Wow, today I was learning about the timeline of Microsoft adding Linux support on Windows, reading this article1, on my phone, but I got distracted. I was trying to long-press one of the links in the article, but this news website, bless their hearts, is click harvesting, so was preventing my long-click trying to take a peak at a link prior to clicking it–since don’t click on shift is just 101 against phishing. Anyway, got a tip from ChatGPT to try “Reader Mode”, in my Safari app. Somehow that option was gone for this website. I also tried “Request Desktop Website”, but that didn’t change the long-click-hijacking. But I stumbled upon another interesting Safari capability.

Hide Distracting Items

Wow, I noticed this, “hide distracting items” menu option,

Amazing!

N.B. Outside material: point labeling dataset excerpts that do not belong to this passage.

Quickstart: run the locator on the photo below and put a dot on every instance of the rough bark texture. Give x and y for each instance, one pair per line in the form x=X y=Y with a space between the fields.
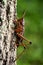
x=7 y=37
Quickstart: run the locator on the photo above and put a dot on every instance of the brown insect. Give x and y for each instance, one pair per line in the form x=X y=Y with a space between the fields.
x=19 y=31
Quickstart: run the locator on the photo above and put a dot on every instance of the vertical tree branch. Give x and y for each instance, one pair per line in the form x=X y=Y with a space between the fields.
x=8 y=38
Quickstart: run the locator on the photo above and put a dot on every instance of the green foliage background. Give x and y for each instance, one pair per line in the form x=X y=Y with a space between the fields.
x=33 y=31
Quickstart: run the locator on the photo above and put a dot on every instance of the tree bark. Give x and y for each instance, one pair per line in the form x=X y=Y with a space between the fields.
x=8 y=48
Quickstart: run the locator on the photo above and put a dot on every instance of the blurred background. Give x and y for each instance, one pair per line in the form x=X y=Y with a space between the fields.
x=33 y=31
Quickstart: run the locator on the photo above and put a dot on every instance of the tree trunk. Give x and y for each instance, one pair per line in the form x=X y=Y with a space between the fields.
x=8 y=48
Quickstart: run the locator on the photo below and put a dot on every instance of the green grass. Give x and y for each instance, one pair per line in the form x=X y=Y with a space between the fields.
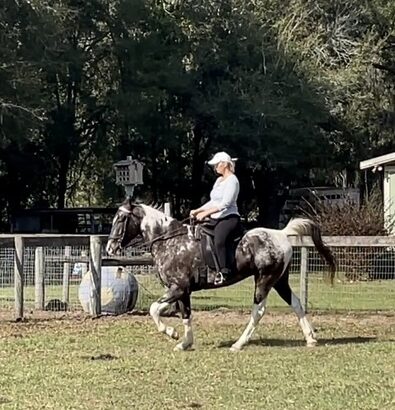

So I tried this out and unrelated but, this was really effective for hiding two horizontal bars on this mobile phone screen I have, to make my reading experience slightly less distracting.

[[before and after]]

But then I randomly tried something and figured out how to escape the long-click-jail.

Drag and win

This was kind of baffling, but while just messing around with the long clicks, I noticed I could see the domain when dragging them. Actually I remember noticing this when reading an article in my paid-for The Atlantic app2 too. But then I had the other super random idea to drag the link with my index finger and open up the app switcher with my thumb, and drag the link into my Notes App. And boom somehow that actually worked ! And I was able to see the link.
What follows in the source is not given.